August 10, 1934

Sigurd wrote this just after he and his family moved into a new home. A two-story cream-colored frame house on top of a hill just south of Ely, it was modest but pleasant, and its location at the edge of the country, next to wide-open fields and a wooded ravine, foretold innumerable family cross-country skiing trips in the years ahead. The home on Greenvalley Road (really a dead-end alley) would be Sigurd and Elizabeth's last. (Eventually, their property and the surrounding area would be incorporated into Ely, and their address would become 106 East Wilson Street.)

Last night strolling around the yard, a revelation of what I was to do came to me in no uncertain manner. for years, I have pondered as to what should be my ultimate sphere, what if I went into writing, what would be my medium, and then it came. I think what started it was talking to that party that went out in the afternoon, a man and his wife by the name of Glesener. When I saw the light in his eye, the joy that shown there at the prospect of taking another trip, the expectancy in his beautiful wife, I sensed something kindred with them all. I see it so often day after day, the joy of going and coming back. Last night watching the children play outside the warehouse, their clean trim little bodies, the joyous laughter, the play, healthy, happy, gorgeously happy little animals, I knew that I loved them all and their aspirations were close to me. I am beginnning to realize that after all the most important thing in life is human emotion, that if I get an understanding of that, my problem of what to do will be solved. For many years, I believed that I was out of sympathy with the race, that I wanted to be alone, that I did not like people. Now I know that it is different, that I do like people, that their aspirations are mine. What gave me despondency was the knowledge that my field was limited. Animal life, well and good, trees and scenery good also, but only worthwhile when used as a background for human activity.

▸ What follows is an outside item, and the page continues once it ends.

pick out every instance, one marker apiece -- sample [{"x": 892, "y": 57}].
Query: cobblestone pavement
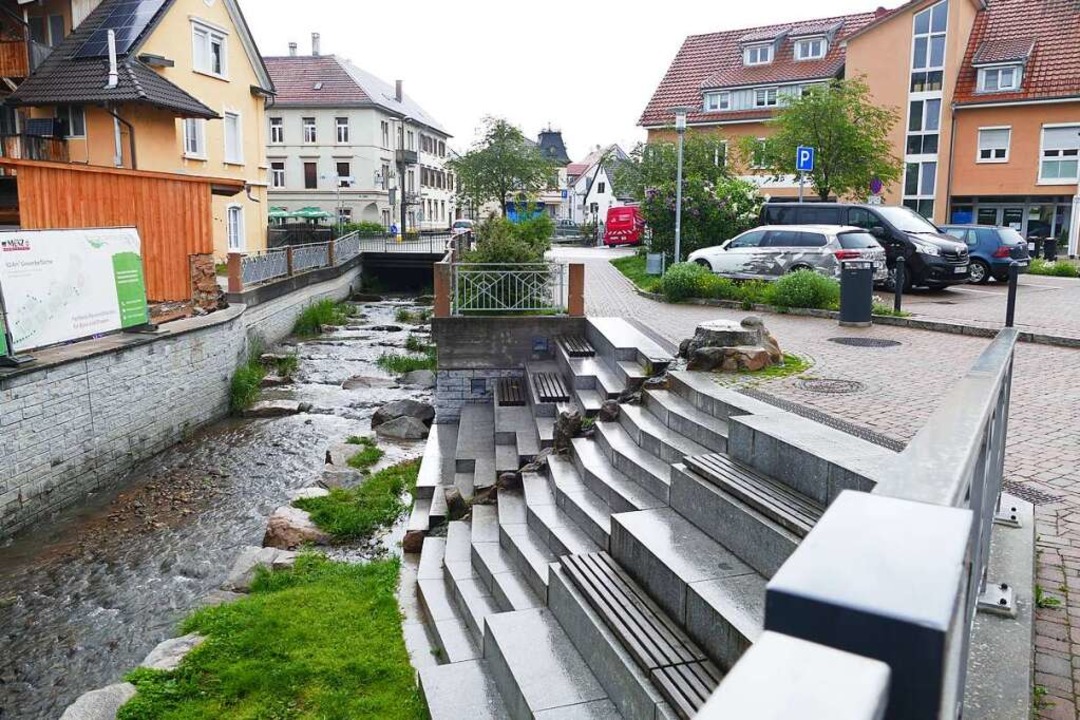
[{"x": 903, "y": 385}]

This then is the most important thing that has happened to me since I started writing. There is no limit to this field and what is more, what made it difficult to sell my stuff was that it was lacking in human interest. I shall build up my understanding and though it will be a long row to hoe, still I feel that at last I am ono the right track.

I read Greta Garbo's story last night in Liberty and I see a great resemblance there with my own dreams. She too was a dreamer, different from the rest, aloof from the crowd and still of them. This winter, I am going to try and work up one good story, a story in which the interest is entirely human, of course with a woods setting, for that will always be my forte. That I know, but from now on, I will work in the human angle to the exclusion of all else. I feel that soon I will hit my stride and when that happens, I will be far too happy for any use. I have made something of a mark in the writing game, have at least had a taste of it, know enough about it to know the thrill of seeing my stuff come on. Have also had enough favorable criticism so that I know I have something.

I think Sydney's little visit perhaps helped me as much as anything to get down to earth and know where I was at. Thank you Sydney for coming. You have no idea how you have helped. And now I am surcharged with happiness. The world is again beautiful and lovely and no matter what I do, the fact that I know where I am going for the first time in my life is all that is necessary.

Samuel Scoville, Jr., Herbert R. Sass, Rutledge, all the rest, they have failed and they know it. They can write of the woods, but they have already died and who cares to read a woods story where the actors are limited. Think of the demand for the fictional short story, think of the unlimited material at your fron door, think of all you can do. Dad was right when he said that animal and outdoor stuff was all right but the most important thing was to work in the human side of things. He knew then what was wrong and I was still blind.

Now I know and this winter I will try and work out one good yarn for either the Atlantic Monthly or Harper's. If I can do that and get by with it, I will feel that everything else is O.K. I think of my year away and as I said to Sydney, I failed to find what I went after. I know now that it was a failure. I am not interested in scientific things and never will be. I am not a scientist, never want to work the the Forest Service, the Fish and Game, Biol Survery or any of the rest. That does not appeal to me, no matter how attractive. It is the human side of things that appeals only and it is there my field lies. I am rusty on technique that is true, but the important thing lies in knowing at last where I am heading. No matter what happens now, I will keep working ahead and sooner or later I will land. I haven't given up my dream. It will soon materialize and knowing that I am so happy that nothing can ever down me again.

All of these years, I have been trying to find out what it is all about. For a long time, I despaired of every finding out and those periods were fraught with despondency. If I land and make a go of things think how wonderful it will be. All of these years and the training I have had, has given me an understanding of life that I couldn't have gotten in any other way. It has not been wasted, that I know. I can go ahead now, with all of the knowledge at my disposal and I know success will come.

Up in the new house, we are all so happy. Now with this new knowledge, I can put up with my regular life and keep working always working away at something else. Eventually, I may be able to give up my teaching or the outfitting and put in my time writing. The thing to do now is to polish up your style, study character deliniation and a thousand and one other things. Nothing matters, however, so much as having found out that I am on the road.